Christmas Break Explained by a High School Student Who Has Already Lost Track of Time
Alani “Anime” Garres
TMP Intern Mockitor
Intern, Youth Culture & Commentary
A high school student explains Christmas break, from sleeping until noon to panicking about school returning, in a perfectly chaotic holiday timeline.
Day four. Or maybe day seven. Nobody knows.
Christmas break starts with promise. Sleep. Freedom. A temporary release from alarms, homework portals, and teachers saying “this will be on the test” like a threat.
By day two, your entire concept of time collapses.
You wake up at 1:17 p.m. unsure if it is morning, afternoon, or morally acceptable. Your phone says Wednesday but that feels like propaganda. Breakfast becomes a suggestion. Lunch happens at 4. Dinner is whenever someone yells your name from downstairs.
The First Phase Is Recovery
The first few days of break are spent healing from school. Your brain finally unclenches. You stop flinching when someone says the word quiz. You realize you have been tired since August.
Parents mistake this phase for laziness. It is not laziness. It is academic trauma processing.
The Middle Phase Is Boredom With WiFi
By day five, boredom sets in. You have scrolled every app. You have watched three shows you will not remember. You open the fridge repeatedly like new food might appear if you believe hard enough.

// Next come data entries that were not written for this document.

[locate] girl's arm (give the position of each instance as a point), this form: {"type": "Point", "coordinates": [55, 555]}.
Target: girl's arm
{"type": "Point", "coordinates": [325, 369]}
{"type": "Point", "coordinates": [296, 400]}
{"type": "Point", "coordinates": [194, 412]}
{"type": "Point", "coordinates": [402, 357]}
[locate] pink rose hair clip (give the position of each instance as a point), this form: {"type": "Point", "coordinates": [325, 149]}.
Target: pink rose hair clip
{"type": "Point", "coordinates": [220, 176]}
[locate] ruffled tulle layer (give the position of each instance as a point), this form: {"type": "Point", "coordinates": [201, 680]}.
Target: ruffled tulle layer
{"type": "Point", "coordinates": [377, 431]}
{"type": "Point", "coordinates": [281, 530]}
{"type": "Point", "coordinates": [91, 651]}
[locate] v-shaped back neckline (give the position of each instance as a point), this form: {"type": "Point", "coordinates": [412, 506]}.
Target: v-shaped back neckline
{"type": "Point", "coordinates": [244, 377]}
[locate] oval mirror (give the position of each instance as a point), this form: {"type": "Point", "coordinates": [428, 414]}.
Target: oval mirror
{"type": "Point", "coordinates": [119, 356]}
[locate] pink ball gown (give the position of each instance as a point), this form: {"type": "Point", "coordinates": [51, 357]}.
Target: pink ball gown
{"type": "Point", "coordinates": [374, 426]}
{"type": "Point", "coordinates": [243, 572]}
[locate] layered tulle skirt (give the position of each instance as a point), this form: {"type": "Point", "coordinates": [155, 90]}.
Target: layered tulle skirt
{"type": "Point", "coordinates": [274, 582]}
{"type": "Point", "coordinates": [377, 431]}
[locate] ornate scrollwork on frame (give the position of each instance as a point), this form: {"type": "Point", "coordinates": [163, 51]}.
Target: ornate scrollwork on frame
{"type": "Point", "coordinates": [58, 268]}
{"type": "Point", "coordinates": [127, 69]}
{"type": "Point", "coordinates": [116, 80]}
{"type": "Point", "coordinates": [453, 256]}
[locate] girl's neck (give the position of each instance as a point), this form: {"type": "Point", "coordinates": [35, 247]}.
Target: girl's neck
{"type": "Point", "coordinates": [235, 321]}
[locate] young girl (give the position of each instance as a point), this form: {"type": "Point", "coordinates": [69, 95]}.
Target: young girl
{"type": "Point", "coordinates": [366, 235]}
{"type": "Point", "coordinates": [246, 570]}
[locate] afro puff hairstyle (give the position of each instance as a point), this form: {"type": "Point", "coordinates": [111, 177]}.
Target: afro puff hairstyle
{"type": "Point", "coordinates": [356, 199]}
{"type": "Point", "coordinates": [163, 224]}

Friends text plans that never happen. Everyone is busy but no one is doing anything. Group chats go quiet, then explode at 2 a.m. for no reason.
Family Time Is Mandatory
Christmas break includes extended family interactions where adults ask what you want to do with your life while chewing loudly.
You say something vague like business or psychology. They nod like that explains everything. Someone brings up college. Someone else asks if you are dating anyone. You immediately regret sitting down.
The Sudden Panic Phase
Around January 1, panic hits. You remember school exists. Assignments reappear in your mind like unfinished boss fights.
You promise yourself you will fix everything next semester. You will try harder. You will sleep earlier. You will not wait until midnight to do homework. You believe this sincerely.
The Final Stage Is Acceptance
By the last day of break, you are both rested and unprepared. Your sleep schedule is destroyed. Your backpack is still wherever you dropped it. You cannot find a single pencil that works.
But for a brief moment, it was perfect.
Christmas break is not about productivity. It is about forgetting school exists and then remembering all at once.
And honestly, that might be the most educational part.